Bug: mdunlinkfiletag unlinks mainfork seg.0 instead of indicated fork+segment

Started by Matthias van de Meentover 1 year ago6 messageshackers
Jump to latest
#1Matthias van de Meent
boekewurm+postgres@gmail.com

Hi,

I noticed that the MD smgr internals misbehave when unlink requests
for specific forks or specific segments are sent through SyncOps, as
it currently always unlinks segment 0 of the main fork, even if only a
different fork and/or segment was requested.

While probably not extremely critical, it seems bad to not unlink the
right segment while in recovery, so here's a patch that unlinks the
exact requested files.

The unlinking of forks in the FileTag infrastructure has been broken
since b0a55e43 in PG16, while a segment number other than 0 has never
been unlinked (at least not since the introduction of the system with
3eb77eba in PG12). However, extensions may still make use of this and
incorrectly assume that only the requested file of the requested fork
's segment will be unlinked, when it actually unlinks data from the
main fork.

The attached fixes that for PG16+. PG13-15 will take a little bit more
effort due to code changes in PG16; though it'd probably still require
a relatively minor change.

Kind regards,

Matthias van de Meent.
Neon (https://neon.tech)

Attachments:

v1-0001-MD-smgr-Unlink-the-requested-file-segment-not-mai.patchapplication/octet-stream; name=v1-0001-MD-smgr-Unlink-the-requested-file-segment-not-mai.patchDownload+16-3
#2Thomas Munro
thomas.munro@gmail.com
In reply to: Matthias van de Meent (#1)
Re: Bug: mdunlinkfiletag unlinks mainfork seg.0 instead of indicated fork+segment

On Sat, Dec 21, 2024 at 11:41 AM Matthias van de Meent
<boekewurm+postgres@gmail.com> wrote:

The unlinking of forks in the FileTag infrastructure has been broken
since b0a55e43 in PG16,

Well spotted.

-    p = relpathperm(ftag->rlocator, MAIN_FORKNUM);
+    p = _mdfd_segpath_rflb(rlfb, ftag->forknum, ftag->segno);

As you say, a harmless thinko as far as core is concerned, as we only
ever use it for the "tombstone" file preventing relfilenode recycling.
The tombstone is the bare relfilenode (main segment 0), since every
other segment is unlinked on commit.

while a segment number other than 0 has never
been unlinked (at least not since the introduction of the system with
3eb77eba in PG12)

Right, and that predates the FileTag refactoring, it's just that the
earlier coding didn't explicitly mention the segment number so it
looks slightly different. In fact it was hard-coded to unlink
relpathperm(entry->rnode, MAIN_FORKNUM) before that work, so both fork
and segment number were always fixed, it's just that the FileTag
mechanism was made slightly more general, really for the SYNC stuff,
not so much for the UNLINK stuff which uses the same tags.

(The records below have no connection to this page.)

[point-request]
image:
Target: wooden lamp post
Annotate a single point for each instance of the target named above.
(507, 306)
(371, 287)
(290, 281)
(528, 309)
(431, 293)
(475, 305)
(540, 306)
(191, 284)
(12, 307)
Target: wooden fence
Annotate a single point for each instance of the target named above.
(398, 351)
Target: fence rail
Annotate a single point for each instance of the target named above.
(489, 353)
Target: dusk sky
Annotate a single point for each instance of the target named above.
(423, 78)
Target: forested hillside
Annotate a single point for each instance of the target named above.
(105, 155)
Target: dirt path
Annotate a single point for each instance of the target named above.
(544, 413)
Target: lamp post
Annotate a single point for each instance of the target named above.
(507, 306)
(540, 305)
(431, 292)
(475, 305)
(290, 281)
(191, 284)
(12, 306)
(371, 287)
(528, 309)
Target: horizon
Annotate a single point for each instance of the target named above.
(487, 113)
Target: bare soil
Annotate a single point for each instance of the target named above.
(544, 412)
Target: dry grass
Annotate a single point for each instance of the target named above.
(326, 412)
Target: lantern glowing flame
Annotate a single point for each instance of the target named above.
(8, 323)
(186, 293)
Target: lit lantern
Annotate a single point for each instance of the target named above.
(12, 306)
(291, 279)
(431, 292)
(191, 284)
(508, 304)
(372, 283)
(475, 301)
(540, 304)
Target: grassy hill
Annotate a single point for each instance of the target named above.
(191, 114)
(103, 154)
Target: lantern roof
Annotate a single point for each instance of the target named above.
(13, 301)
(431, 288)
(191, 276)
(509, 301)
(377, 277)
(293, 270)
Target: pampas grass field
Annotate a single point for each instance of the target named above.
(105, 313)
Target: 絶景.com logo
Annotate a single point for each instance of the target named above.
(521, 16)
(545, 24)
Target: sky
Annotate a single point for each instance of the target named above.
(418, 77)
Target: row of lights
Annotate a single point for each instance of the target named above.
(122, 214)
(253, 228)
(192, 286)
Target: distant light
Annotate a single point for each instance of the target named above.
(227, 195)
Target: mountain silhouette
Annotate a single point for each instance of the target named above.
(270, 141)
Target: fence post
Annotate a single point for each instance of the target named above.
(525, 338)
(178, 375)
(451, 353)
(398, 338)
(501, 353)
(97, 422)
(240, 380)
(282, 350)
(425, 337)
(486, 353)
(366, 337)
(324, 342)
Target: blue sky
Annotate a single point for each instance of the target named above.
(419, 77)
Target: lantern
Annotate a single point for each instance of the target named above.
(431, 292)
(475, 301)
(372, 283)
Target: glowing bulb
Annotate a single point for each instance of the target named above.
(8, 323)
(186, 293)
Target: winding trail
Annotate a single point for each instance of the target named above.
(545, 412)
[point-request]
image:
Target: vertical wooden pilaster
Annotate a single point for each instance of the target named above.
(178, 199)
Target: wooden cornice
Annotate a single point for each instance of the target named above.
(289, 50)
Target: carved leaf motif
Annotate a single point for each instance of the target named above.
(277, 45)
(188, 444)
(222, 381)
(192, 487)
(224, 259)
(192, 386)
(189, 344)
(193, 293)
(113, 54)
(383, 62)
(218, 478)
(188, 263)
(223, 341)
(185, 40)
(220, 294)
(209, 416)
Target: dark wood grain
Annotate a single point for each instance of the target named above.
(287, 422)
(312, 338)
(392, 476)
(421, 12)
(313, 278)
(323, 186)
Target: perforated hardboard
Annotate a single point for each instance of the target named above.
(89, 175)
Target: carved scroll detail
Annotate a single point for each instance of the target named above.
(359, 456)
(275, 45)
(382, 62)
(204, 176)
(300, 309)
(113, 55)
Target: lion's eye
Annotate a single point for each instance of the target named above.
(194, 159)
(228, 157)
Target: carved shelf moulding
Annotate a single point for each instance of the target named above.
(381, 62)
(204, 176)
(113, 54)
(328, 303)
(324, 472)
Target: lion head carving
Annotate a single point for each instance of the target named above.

However, extensions may still make use of this and
incorrectly assume that only the requested file of the requested fork
's segment will be unlinked, when it actually unlinks data from the
main fork.

It seems unlikely to be useful for any purpose other than tombstones.
And it seems like if someone is already using it, they would have been
in touch to say that it doesn't work. Or perhaps you tried to use it
and noticed this flaw, or know of someone who would like to use it?
Or more likely I guess you're working on smgr extension support. It
is not a reliable mechanism (pull the power after the checkpoint
record is written and before it processes that list and you've leaked
a file), and it's dealing with an edge case we should close in a
better way, and then get rid of it.

The attached fixes that for PG16+. PG13-15 will take a little bit more
effort due to code changes in PG16; though it'd probably still require
a relatively minor change.

The patch does not seem unreasonable and I'd like to help tidy this
up, but ... hmm, could we also consider going the other way?
register_unlink_segment(), mdunlinkfiletag() and the macro that
populates md.c's FileTag are internal to md.c, and we don't expect
external code to be pushing md.c SYNC_UNLINK_REQUEST requests into the
request queue (who would do that and what could the motivation
possibly be?) Doesn't feel like a supported usage to me... So my
question is: what bad thing would happen if we just renamed
register_unlink_segment() to register_unlink_tombstone() without
fork/seg arguments, to make it clear that it's not really a general
purpose unreliable segment unlink mechanism that we want anyone to
build more stuff on top of?

#3Matthias van de Meent
boekewurm+postgres@gmail.com
In reply to: Thomas Munro (#2)
Re: Bug: mdunlinkfiletag unlinks mainfork seg.0 instead of indicated fork+segment

On Sat, 21 Dec 2024 at 01:05, Thomas Munro <thomas.munro@gmail.com> wrote:

On Sat, Dec 21, 2024 at 11:41 AM Matthias van de Meent
<boekewurm+postgres@gmail.com> wrote:

The unlinking of forks in the FileTag infrastructure has been broken
since b0a55e43 in PG16,
while a segment number other than 0 has never
been unlinked (at least not since the introduction of the system with
3eb77eba in PG12)

Right, and that predates the FileTag refactoring, it's just that the
earlier coding didn't explicitly mention the segment number so it
looks slightly different. In fact it was hard-coded to unlink
relpathperm(entry->rnode, MAIN_FORKNUM) before that work, so both fork
and segment number were always fixed, it's just that the FileTag
mechanism was made slightly more general, really for the SYNC stuff,
not so much for the UNLINK stuff which uses the same tags.

I see.

However, extensions may still make use of this and
incorrectly assume that only the requested file of the requested fork
's segment will be unlinked, when it actually unlinks data from the
main fork.

It seems unlikely to be useful for any purpose other than tombstones.
And it seems like if someone is already using it, they would have been
in touch to say that it doesn't work. Or perhaps you tried to use it
and noticed this flaw, or know of someone who would like to use it?
Or more likely I guess you're working on smgr extension support.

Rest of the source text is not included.